Since New York’s first rail line opened to passengers in July 1868, the transit system has been plagued by political incompetence, fiscal woes, unreliable service, filthy stations, unsanitary public restrooms, crime, neglected infrastructure, countless broken promises, and outright lying by elected leaders and so-called experts.
To understand that checkered history, I recommend Philip Mark Plotch’s excellent new book, “Last Subway: The Long Wait for the Next Train in New York City.”
Plotch, director of the Master of Public Administration program at St. Peter’s University, is most qualified to write about mass transit. He has served as director of the World Trade Center Redevelopment at the Lower Manhattan Development Corp. and as manager of planning and policy at the Metropolitan Transit Authority.
After a brief history of New York’s transit mishaps, Plotch focuses on the 100-year saga to construct the Second Avenue subway line on Manhattan’s East Side.
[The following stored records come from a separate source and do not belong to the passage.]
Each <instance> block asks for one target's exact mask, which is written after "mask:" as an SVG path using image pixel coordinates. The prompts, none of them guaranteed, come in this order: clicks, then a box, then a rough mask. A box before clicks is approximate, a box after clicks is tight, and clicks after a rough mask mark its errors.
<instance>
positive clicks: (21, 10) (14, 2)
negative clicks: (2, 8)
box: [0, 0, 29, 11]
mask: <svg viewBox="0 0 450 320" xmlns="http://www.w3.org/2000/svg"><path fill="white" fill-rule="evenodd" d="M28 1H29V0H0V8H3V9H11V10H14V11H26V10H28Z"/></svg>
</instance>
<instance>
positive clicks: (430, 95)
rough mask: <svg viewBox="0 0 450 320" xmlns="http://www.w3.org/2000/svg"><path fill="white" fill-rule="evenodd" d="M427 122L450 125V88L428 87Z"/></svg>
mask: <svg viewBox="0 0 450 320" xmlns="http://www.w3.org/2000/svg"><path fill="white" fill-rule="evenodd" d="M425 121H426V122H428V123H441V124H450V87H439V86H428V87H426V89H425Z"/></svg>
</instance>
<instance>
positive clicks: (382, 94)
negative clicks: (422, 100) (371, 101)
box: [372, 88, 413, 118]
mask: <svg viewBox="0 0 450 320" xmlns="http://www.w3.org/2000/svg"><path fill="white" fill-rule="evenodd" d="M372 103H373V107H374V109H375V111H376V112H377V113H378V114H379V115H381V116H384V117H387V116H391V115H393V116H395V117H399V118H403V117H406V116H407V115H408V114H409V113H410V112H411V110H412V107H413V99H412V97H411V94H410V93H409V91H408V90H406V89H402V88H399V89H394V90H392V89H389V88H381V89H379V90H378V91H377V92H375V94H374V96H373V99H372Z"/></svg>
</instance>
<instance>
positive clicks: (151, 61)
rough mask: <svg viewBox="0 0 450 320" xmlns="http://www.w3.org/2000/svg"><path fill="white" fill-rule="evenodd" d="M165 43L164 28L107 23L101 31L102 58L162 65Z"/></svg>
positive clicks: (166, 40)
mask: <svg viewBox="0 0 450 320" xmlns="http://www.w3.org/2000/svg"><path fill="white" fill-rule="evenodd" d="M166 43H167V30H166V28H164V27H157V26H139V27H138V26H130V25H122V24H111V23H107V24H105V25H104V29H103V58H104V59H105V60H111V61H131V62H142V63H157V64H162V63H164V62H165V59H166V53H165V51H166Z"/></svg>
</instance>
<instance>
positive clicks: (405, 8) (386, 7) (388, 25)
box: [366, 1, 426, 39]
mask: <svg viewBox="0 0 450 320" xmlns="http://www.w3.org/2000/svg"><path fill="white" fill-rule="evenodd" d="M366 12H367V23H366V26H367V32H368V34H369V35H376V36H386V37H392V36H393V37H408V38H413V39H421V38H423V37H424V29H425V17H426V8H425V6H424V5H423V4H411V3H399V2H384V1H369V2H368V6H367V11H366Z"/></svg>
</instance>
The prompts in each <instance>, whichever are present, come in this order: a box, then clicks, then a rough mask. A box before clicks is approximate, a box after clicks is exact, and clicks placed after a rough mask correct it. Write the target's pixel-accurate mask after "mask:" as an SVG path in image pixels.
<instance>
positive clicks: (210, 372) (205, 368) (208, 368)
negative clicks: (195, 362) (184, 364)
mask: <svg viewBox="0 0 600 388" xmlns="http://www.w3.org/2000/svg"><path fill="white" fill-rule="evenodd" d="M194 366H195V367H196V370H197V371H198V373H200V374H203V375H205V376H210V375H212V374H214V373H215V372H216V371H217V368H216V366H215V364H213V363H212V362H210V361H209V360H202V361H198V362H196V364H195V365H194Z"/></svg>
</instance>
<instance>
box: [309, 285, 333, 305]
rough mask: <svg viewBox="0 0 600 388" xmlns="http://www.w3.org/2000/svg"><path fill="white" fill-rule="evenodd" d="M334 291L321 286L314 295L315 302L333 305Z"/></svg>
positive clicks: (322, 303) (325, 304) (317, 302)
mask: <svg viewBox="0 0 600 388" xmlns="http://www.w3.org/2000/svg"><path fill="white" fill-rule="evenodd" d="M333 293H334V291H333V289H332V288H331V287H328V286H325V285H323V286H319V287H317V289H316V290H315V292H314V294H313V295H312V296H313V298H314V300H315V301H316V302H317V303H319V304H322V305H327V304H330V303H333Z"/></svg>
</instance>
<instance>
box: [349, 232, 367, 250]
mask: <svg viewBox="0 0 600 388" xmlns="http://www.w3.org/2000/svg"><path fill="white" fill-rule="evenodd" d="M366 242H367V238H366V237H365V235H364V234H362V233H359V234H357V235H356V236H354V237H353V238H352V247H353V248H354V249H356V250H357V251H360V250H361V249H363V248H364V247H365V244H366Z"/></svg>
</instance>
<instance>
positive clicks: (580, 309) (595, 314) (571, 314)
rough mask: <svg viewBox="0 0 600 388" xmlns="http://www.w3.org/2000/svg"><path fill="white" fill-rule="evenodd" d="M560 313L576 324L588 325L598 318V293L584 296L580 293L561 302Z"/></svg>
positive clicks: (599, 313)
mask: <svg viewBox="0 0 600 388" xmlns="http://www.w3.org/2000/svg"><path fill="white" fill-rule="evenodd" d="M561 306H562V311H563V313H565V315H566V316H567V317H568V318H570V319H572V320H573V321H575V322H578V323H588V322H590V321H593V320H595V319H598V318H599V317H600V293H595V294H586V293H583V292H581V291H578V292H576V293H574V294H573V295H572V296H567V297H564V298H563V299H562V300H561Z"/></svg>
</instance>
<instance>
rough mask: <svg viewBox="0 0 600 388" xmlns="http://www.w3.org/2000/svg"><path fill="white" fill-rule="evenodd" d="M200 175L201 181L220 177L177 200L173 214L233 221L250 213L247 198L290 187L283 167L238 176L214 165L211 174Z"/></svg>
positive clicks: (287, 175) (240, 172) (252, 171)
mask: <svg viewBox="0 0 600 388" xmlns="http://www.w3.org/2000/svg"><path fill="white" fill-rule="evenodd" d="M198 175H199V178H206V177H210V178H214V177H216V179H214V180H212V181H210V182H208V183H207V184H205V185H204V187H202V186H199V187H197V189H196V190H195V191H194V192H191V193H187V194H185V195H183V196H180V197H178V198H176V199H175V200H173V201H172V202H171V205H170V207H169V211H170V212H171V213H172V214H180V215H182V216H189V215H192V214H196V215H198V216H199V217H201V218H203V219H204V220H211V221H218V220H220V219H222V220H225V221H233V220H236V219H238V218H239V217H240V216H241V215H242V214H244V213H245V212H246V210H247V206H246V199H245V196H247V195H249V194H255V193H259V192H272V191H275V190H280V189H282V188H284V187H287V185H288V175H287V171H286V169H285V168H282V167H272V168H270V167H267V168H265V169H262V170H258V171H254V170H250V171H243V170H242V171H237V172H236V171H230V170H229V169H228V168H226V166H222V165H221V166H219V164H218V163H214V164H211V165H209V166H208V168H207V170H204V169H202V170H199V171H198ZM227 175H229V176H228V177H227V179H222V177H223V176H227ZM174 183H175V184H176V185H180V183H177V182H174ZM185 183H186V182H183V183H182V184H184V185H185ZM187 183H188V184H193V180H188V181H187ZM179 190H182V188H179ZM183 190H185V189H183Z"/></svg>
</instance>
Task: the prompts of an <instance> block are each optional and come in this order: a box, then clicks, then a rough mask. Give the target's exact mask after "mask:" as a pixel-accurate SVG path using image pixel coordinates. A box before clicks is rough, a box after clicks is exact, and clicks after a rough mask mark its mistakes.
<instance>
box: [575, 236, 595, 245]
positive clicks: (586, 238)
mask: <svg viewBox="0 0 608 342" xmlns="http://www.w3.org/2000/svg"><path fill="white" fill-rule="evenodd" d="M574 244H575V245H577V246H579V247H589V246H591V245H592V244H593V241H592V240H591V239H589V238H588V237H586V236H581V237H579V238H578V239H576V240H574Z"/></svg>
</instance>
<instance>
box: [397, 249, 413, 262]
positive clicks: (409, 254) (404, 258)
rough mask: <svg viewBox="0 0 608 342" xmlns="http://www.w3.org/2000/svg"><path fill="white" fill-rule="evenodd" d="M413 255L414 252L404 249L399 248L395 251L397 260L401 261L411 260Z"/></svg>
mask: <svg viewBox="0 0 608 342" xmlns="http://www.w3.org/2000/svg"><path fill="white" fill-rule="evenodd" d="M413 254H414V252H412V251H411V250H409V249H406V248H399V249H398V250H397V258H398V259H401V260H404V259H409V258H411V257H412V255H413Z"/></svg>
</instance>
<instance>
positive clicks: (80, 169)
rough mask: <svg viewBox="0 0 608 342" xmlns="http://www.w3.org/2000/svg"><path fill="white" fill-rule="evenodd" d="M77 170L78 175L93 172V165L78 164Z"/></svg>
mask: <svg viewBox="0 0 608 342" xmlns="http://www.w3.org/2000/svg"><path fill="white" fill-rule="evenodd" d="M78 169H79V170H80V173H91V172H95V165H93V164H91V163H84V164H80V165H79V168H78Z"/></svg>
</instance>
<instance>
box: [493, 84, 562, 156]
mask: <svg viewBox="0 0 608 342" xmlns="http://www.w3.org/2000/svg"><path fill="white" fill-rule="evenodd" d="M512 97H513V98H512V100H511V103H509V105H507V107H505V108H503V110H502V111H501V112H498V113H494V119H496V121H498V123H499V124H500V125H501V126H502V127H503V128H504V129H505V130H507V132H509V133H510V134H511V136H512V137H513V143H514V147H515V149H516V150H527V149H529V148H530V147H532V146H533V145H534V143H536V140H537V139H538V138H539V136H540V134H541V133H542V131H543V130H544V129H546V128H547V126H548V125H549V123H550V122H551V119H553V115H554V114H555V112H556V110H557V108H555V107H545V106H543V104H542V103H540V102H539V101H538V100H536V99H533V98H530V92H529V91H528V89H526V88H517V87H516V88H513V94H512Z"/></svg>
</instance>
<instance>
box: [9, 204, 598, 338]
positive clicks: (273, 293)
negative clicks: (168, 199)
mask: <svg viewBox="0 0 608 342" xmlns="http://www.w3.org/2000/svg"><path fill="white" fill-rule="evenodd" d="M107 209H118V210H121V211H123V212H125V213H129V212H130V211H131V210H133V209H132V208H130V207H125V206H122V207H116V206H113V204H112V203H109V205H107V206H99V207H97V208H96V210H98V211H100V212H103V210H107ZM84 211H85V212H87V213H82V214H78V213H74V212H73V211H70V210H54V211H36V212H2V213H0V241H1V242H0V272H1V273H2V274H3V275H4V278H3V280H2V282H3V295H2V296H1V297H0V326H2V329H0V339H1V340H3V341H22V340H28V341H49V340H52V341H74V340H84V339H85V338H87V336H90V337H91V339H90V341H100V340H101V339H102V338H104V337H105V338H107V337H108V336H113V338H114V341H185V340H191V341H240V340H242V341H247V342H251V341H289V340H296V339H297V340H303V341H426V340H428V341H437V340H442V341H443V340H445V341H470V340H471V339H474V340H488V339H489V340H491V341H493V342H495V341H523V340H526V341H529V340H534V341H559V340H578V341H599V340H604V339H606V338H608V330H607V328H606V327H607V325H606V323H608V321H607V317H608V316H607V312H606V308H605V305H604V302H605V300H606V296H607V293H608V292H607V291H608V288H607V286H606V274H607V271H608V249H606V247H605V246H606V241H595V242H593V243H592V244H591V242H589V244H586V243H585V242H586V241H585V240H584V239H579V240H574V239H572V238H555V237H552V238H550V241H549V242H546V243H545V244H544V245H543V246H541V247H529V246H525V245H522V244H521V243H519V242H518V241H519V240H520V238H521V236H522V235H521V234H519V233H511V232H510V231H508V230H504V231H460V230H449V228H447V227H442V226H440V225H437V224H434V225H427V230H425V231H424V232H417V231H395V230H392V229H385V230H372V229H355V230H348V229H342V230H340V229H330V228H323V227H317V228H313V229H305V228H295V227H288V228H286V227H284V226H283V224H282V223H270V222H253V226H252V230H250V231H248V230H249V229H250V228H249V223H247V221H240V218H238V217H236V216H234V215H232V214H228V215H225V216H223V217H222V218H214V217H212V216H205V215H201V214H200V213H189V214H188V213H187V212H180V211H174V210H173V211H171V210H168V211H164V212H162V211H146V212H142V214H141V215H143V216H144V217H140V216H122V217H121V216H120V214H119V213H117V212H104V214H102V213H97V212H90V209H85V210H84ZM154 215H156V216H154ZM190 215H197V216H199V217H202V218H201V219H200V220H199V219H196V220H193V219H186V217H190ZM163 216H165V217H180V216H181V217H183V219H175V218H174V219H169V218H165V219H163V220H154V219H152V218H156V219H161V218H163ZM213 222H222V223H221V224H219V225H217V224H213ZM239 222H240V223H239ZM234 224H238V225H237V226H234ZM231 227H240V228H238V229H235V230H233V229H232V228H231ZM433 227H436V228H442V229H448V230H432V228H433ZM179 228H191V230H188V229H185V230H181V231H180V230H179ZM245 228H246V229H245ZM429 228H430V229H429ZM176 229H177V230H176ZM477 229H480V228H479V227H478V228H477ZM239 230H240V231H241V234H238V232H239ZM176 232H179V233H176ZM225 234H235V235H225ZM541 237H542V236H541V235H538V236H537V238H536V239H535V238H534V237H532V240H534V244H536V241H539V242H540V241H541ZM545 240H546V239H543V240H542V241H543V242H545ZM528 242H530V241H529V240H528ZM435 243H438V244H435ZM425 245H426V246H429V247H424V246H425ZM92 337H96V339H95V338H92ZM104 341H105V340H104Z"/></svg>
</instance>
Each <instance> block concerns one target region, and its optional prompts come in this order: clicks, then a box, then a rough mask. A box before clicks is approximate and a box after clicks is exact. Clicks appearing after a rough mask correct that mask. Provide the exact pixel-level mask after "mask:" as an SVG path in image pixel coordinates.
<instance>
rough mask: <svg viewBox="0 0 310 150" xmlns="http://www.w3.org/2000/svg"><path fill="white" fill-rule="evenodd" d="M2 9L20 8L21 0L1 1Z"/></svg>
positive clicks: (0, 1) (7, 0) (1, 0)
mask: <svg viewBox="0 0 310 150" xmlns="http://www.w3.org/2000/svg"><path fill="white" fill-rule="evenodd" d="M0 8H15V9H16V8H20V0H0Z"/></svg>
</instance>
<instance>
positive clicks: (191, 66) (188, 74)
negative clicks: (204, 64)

While talk for the new line began in 1903, the plans began in earnest in 1929 when the city approved the project at a cost of $98.8 million.
But, as Plotch points out, the Second Avenue line “has symbolized New York’s inability to modernize its infrastructure and accommodate residents….”
Politicians who made great promises to get past the next election failed to deliver. They blamed construction delays on the Great Depression, the Second World War, and by the late 1960s, on NYC’s fiscal crisis.
In 1968, Gov. Nelson Rockefeller created the MTA, an umbrella agency that controls the budgets and policies for city and suburban mass transportation.
The building of the Second Avenue line was now in the hands of the MTA.
At a groundbreaking ceremony, presided over by Rockefeller and Mayor John Lindsay in October 1972, MTA Chairman William Ronan announced that the line was “no longer a planner’s dream or an unfulfilled political promise. It is now being built and should carry its first passengers in 1980.”
However, Plotch notes, “Ronan was dishonest about both the timeline and the funding. The federal government’s contribution of $25 million and the state’s $99 million grant were enough to pay only a small fraction of the costs. MTA officials added to the deception by saying that “the city had committed itself to pay all construction costs not covered by state and federal funds.”
The “most modern, futuristic subway in the world,” as the MTA described the project, would, once again, be delayed for decades.
Then in 2004, it was announced that an “8.5-mile Second Avenue subway with 16 stations would be completed by 2020.”
Meanwhile, the experts had no idea how much it would actually cost and how long it would take to construct. Nor did they anticipate the adverse negative impact on neighborhood businesses during construction and the inconveniences residents would have to endure.
And costs soared. In the late 1990s, it was estimated that the first phase of construction between 63rd Street and 125th Street would be $3.6 billion. In 2004, it rose to $3.8 billion and then to $4.35 billion.
In 2015, Gov. Andrew Cuomo made it clear to the MTA that he expected to open the first three stations on Jan. 1, 2017.
Cuomo proceeded to scare people about their jobs and companies. One contractor said, “He went right for the jugular. It was my way or the highway. He’s a bully; he does it well, an eloquent bully.”
Cuomo was commonly referred to as a “thug” and his top sycophant, MTA board member Larry Schwartz, became known as “the thug’s thug.” When reminded by a fellow board member they had a fiduciary duty to act independently, Schwartz replied, “You work for the governor, f*** the fiduciary.”
To be able to have a 2017 New York’s Day grand opening, Cuomo “put his own short-term priorities ahead of the subway’s long-term needs,” Plotch says. The MTA diverted resources to fix the entire system “to accommodate Cuomo’s priorities.”
Hence, Plotch writes, “Spending $4.6 billion to build a 1.5-mile subway line was not necessarily a cause for celebration…. Per mile, the subway cost more than four times as much as new subway lines in Amsterdam, Barcelona, Berlin, Copenhagen, Paris, and Tokyo.
Thanks to the rush, numerous problems popped up after the opening. “Quality,” federal officials reported, “was clearly compromised to accelerate the schedules.”
Gov. Cuomo, Plotch concludes, has joined the long line of politicians who “fostered false expectations about New York’s ability to adequately maintain and significantly expand the transit system.”
Yes, Cuomo’s reshuffling of resources to have a ribbon-cutting event will be impacting beleaguered passengers for years to come.